Hz. Ali, hicretin otuz altıncı yılı Receb'inin on ikinci pazartesi günü, Basra'nın ileri gelenleriyle Basra'dan Kûfe'ye hareket etti. Kûfe'nin ileri gelenleriyle halk, Hz. Ali'yi karşıladılar. "Ey Mü'minlerin Emiri nereye ineceksin, hükümet konağına mı?" dediler. Hz. Ali, "Hayır" dedi, "Fesat ve zulüm yerine inmeyeceğim." Hubayrat el-Mahzûmi oğlu Cu'de'nin evine indi. Bu zat, kızkardeşi Ümmü Hâni'nin oğluydu. Ebû Veheb oğlu Hubeyre, Ümme Hâni'yi almış, Cu'de dünyaya gelmişti.

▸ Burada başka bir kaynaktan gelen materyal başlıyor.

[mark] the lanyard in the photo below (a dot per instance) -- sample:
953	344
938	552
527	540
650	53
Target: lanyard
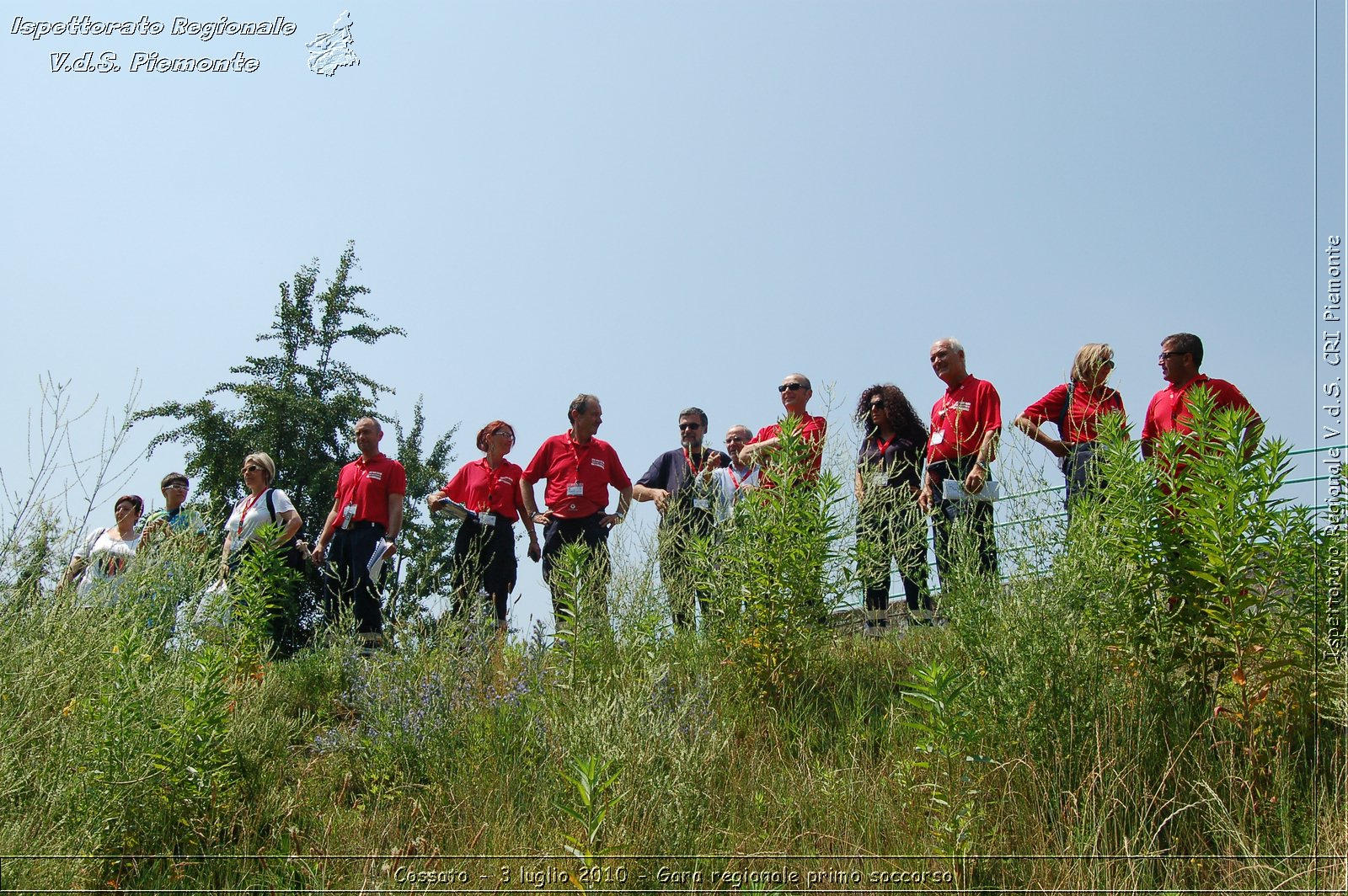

Ruhbe adlı mahallede bir eve indiği hakkında da rivâyet vardır. Vefâtı, hükümet konağında olduğuna göre bu rivâyetleri şöylece birleştirmek mümkündür; önce Cu'de'nin evine konuk olmuş sonra Ruhbe mahallesinde bir evde oturmuş, sonra da hükûmet konağına yerleşmiştir.
Hz. Ali Kûfe'ye gelir gelmez büyük mescide gitmiş, orda iki rekât namaz kılmış, sonra minbere çıkıp şu hutbeyi okumuştur:
"Allah'a hamd ü senâlar, peygamberi Muhammed'e ve O'nun tertemiz soyuna selam olsun.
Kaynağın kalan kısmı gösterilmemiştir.